For the years ended March 31, 2017 and 2016, we had no income tax expense due to our net operating losses and 100% deferred tax asset valuation allowance.


At March 31, 2017 and 2016, we had net deferred tax assets as detailed below. These deferred tax assets are primarily composed of capitalized research and development costs and tax net operating loss carryforwards. Due to uncertainties surrounding our ability to generate future taxable income to realize these assets, a 100% valuation has been established to offset the net deferred tax assets.


Significant components of our net deferred tax assets at March 31, 2017 and 2016 are shown below:


    2017     2016  
Deferred tax assets:                
Capitalized research and development   $ 3,442,000     $ 3,442,000  
Net operating loss carryforwards     22,060,000       20,126,000  
Stock compensation     318,000        
Total deferred tax assets     25,820,000       23,568,000  
Total deferred tax liabilities            
Net deferred tax assets     25,820,000       23,568,000  
Valuation allowance for deferred tax assets     (25,820,000 )     (23,568,000 )
Net deferred tax assets   $     $  


At March 31, 2017, we had tax net operating loss carryforwards for federal and state purposes approximating $57 million and $45 million, which begin to expire in the year 2023.

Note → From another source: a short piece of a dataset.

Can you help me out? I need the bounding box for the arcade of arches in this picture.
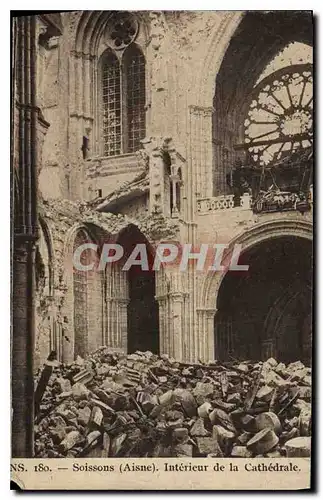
[69,224,160,361]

The provision for income taxes on earnings subject to income taxes differs from the statutory federal rate for the years ended March 31, 2017 and 2016 due to the following:


    2017     2016  
Income taxes (benefit) at federal statutory rate of 34%   $ (2,484,000 )   $ (1,686,000 )
State income tax, net of federal benefit     (438,000 )     (298,000 )
Tax effect on non-deductible expenses and credits     382,000       69,000  
Change in valuation allowance1     2,540,000       1,915,000  
    $     $  


(1) Pursuant to Internal Revenue Code Sections 382, use of our tax net operating loss carryforwards may be limited.


ASC 740, “Income Taxes”, clarifies the accounting for uncertainty in income taxes recognized in an entity's financial statements, and prescribes recognition thresholds and measurement attributes for financial statement disclosure of tax positions taken or expected to be taken on a tax return. Under ASC 740, the impact of an uncertain income tax position on the income tax return must be recognized at the largest amount that is more-likely-than-not to be sustained upon audit by the relevant taxing authority. An uncertain income tax position will not be recognized if it has less than a 50% likelihood of being sustained. Additionally, ASC 740 provides guidance on derecognition, classification, interest and penalties, accounting in interim periods, disclosure and transition. Our practice is to recognize interest and/or penalties related to income tax matters in income tax expense. During the years ended March 31, 2017 and 2016, we did not recognize any interest or penalties relating to tax matters.


At and for the years ended March 31, 2017 and 2016, management does not believe the Company has any uncertain tax positions. Accordingly, there are no unrecognized tax benefits at March 31, 2017 or March 31, 2016.


Our tax returns remain open for examination by the applicable authorities, generally 3 years for federal and 4 years for state. We are currently not under examination by any taxing authorities.